405

HTTP 405 Method Not Allowed

4xx Client Error

4xx Client Error RFC 7231, Section 6.5.5

What is HTTP 405 Method Not Allowed?

The 405 (Method Not Allowed) status code indicates that the method received in the request-line is known by the origin server but not supported by the target resource. The response must include an Allow header listing the supported methods. For example, an API endpoint might only accept GET and POST, and respond with 405 for PUT or DELETE requests.

Common Use Cases

  • POST request to a read-only endpoint
  • PUT request to an endpoint that only accepts GET
  • API endpoint with restricted HTTP methods

Usage Example

When a client sends a DELETE request to a read-only endpoint that only supports GET, respond with 405 Method Not Allowed and include an Allow: GET header.
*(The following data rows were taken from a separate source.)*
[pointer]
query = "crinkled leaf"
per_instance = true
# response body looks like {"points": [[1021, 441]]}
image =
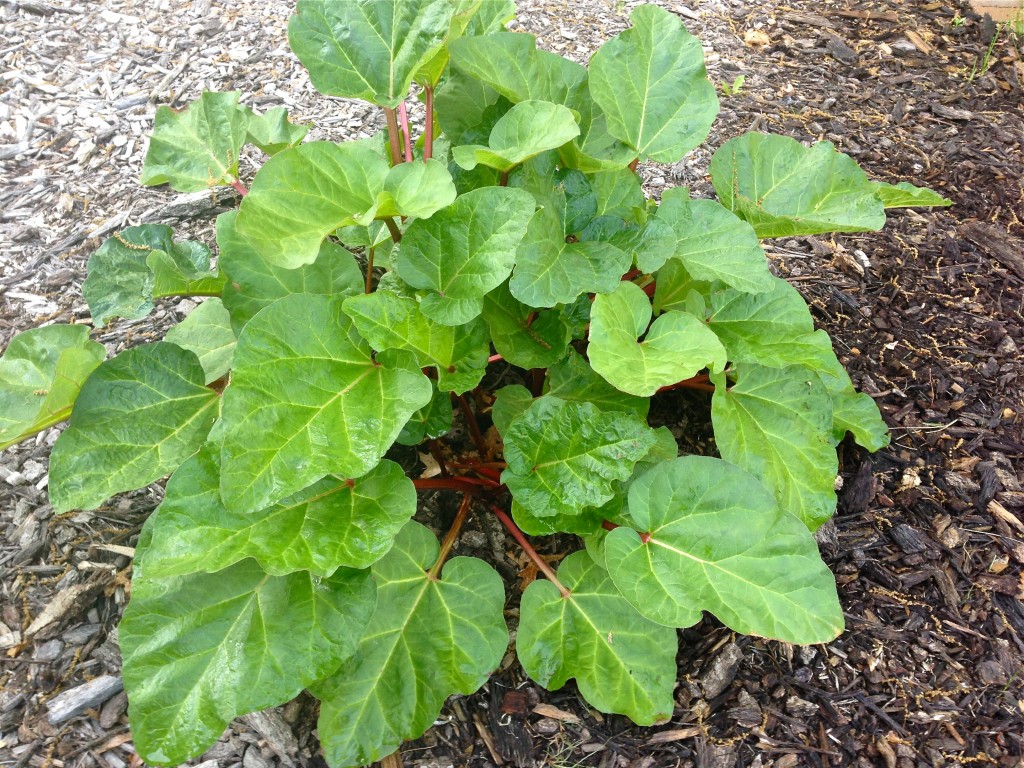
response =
{"points": [[716, 540], [141, 263], [197, 147], [784, 188], [41, 373], [428, 639], [712, 243], [464, 251], [651, 85], [207, 333], [777, 424], [522, 335], [271, 131], [304, 194], [391, 322], [254, 283], [524, 131], [622, 662], [202, 648], [565, 456], [336, 522], [676, 347], [138, 416], [368, 49], [308, 398]]}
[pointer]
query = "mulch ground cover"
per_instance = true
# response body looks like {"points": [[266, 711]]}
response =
{"points": [[928, 543]]}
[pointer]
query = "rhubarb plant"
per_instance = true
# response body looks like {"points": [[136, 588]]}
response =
{"points": [[498, 291]]}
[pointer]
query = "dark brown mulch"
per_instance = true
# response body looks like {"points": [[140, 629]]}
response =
{"points": [[928, 544]]}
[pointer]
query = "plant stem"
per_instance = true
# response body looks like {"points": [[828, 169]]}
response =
{"points": [[528, 549], [428, 132], [460, 519], [474, 428], [392, 134], [403, 117], [393, 228]]}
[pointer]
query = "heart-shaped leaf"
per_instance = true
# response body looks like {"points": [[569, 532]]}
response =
{"points": [[138, 416], [715, 540], [622, 662], [41, 373], [464, 251], [198, 147], [308, 398], [429, 638], [202, 648], [651, 85], [776, 424], [677, 346], [784, 188], [565, 456], [368, 49]]}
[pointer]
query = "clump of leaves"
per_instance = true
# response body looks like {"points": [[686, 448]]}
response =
{"points": [[364, 291]]}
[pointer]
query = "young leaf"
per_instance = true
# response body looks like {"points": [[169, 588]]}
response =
{"points": [[565, 456], [41, 373], [464, 251], [334, 523], [677, 346], [429, 638], [784, 188], [308, 398], [524, 131], [715, 540], [776, 424], [138, 416], [368, 49], [254, 283], [622, 662], [304, 194], [391, 322], [198, 147], [202, 648], [142, 263], [651, 85], [207, 332], [712, 243]]}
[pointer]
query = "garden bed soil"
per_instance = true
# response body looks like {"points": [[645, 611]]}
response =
{"points": [[928, 543]]}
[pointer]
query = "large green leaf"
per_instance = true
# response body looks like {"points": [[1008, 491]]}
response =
{"points": [[254, 283], [368, 49], [773, 329], [677, 346], [41, 373], [524, 131], [622, 662], [202, 648], [391, 322], [564, 456], [207, 333], [783, 188], [716, 540], [138, 416], [776, 424], [429, 638], [464, 251], [336, 522], [522, 335], [651, 85], [142, 263], [197, 147], [712, 243], [304, 194], [308, 398]]}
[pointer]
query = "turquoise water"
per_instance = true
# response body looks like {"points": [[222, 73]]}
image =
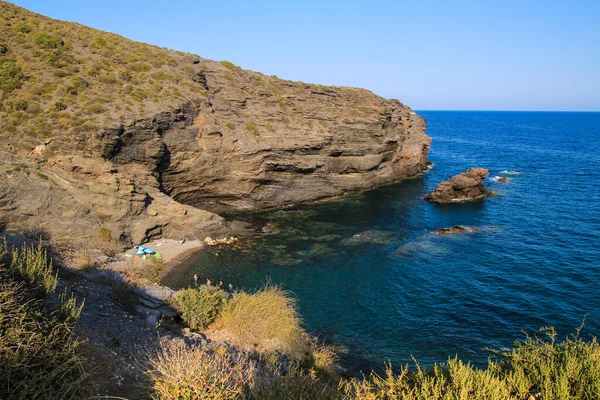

This helps API consumers understand which methods are available without consulting external documentation.

// Laravel - returning 405 with allowed methods
return response()->json([
    'error' => 'Method not allowed',
    'allowed_methods' => ['GET', 'POST'],
], 405)
->header('Allow', 'GET, POST');

Common Mistakes

⚠️

Mistake: Forgetting the Allow header in a 405 response

Fix: The HTTP spec requires an Allow header in 405 responses listing the supported methods. Without it, clients do not know which methods are valid.

⚠️

Mistake: Returning 400 or 404 instead of 405 for wrong methods

Fix: Use 405 specifically when the endpoint exists but the HTTP method is wrong. It gives much clearer feedback than 400 (generic error) or 404 (wrong path).